Our investigation has several important limitations. We leveraged a large clinical trauma database, which allows for a high-level examination of trends and variation in clinical and hospital length-of-stay data but does not allow detailed patient-level review for specific clinical characteristics. In order to examine high-level trends in injury patterns, we recategorized detailed mechanisms of injuries into larger categories, which may have resulted in loss of granular data on injury patterns. Additionally, COVID-19 case ascertainment varied over time because of testing capabilities within the county, however we found the trend in COVID-19 cases was similar to the trend in COVID-19 deaths. We recognize that our analysis of trend of rates of pediatric trauma activations in our cohort only without a control group is less robust as it does not account for other events that may have influenced the outcome and that may have occurred at the same time as the intervention. However, level and trend of the pre-pandemic segment acts as a control for the pandemic segment and single group time series are a methodologically acceptable design for studying pre/post effects. This database only includes trauma activations captured by hospital trauma registrars, and thus may not include some patients with trauma who were not documented as such or those who did not present to the ED for evaluation. However, because of ACS requirements for standardization and data capture of trauma patients meeting activation criteria, we believe that most children with moderate to severe trauma in LA County are captured in TEMIS, and that if children were not included in TEMIS, it would be children with more minor trauma. Because of limitations of the dataset, we were not able to easily identify if injuries were secondary to child physical abuse and were therefore unable to analyze rates of child abuse in this sample. Our sample represents children at trauma centers in LA County, and our results might not be generalizable to other settings.
5. Conclusion
We found alterations in pediatric trauma activations, mechanism of injury patterns, and severity of injury in LA County during the COVID-19 pandemic. Overall pediatric trauma activations did not significantly change, but types and severity of injuries were impacted following the stay-at-home order. With lockdown restrictions being lifted in many areas of the country during traditionally higher trauma volume months and the potential for proliferation of circulating novel SARS-CoV-2 variants, our investigation describes an important phenomenon that may aid pre-hospital and hospital systems in preparing for future public health crises.

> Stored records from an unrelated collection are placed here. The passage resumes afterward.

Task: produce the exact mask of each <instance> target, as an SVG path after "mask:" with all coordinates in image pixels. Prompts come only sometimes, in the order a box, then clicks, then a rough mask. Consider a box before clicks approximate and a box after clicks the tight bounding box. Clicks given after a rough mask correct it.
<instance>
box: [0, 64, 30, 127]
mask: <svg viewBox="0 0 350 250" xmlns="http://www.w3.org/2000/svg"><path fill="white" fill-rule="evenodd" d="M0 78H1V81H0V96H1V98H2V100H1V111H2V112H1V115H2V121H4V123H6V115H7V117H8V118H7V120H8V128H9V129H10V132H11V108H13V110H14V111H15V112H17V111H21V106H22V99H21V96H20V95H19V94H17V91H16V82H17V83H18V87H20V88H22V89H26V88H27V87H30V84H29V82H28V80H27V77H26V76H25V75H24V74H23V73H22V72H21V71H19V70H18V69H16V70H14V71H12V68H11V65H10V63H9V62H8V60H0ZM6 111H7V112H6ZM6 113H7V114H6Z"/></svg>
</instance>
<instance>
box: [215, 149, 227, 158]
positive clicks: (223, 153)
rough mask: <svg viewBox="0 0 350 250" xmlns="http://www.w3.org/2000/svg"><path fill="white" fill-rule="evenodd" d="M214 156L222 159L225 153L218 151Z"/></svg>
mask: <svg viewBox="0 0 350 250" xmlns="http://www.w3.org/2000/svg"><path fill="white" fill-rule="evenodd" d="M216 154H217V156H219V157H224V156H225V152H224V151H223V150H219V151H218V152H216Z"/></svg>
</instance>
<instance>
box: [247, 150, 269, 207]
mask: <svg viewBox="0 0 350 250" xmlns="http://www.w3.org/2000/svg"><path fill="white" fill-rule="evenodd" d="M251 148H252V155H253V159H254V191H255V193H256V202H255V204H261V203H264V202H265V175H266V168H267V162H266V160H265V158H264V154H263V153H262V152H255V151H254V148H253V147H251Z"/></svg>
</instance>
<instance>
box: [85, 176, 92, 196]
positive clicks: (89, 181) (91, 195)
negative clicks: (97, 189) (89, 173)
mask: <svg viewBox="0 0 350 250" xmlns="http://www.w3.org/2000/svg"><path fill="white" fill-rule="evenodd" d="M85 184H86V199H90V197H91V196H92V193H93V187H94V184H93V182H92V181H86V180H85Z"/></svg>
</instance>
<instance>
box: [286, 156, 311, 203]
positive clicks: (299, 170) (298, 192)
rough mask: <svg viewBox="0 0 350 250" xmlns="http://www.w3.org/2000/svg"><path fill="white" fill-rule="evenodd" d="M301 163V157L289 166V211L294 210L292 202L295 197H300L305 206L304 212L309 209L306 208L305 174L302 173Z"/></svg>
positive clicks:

Financial support statement
This research did not receive any specific grant from funding agencies in the public, commercial, or not-for-profit sectors.
Declaration of Competing Interest
None
Footnotes
Previous communication: Podium presentation in the Scientific Abstract Session at the 2021 Western Pediatric Trauma Conference.
Supplementary material associated with this article can be found, in the online version, at doi:10.1016/j.jpedsurg.2021.09.054.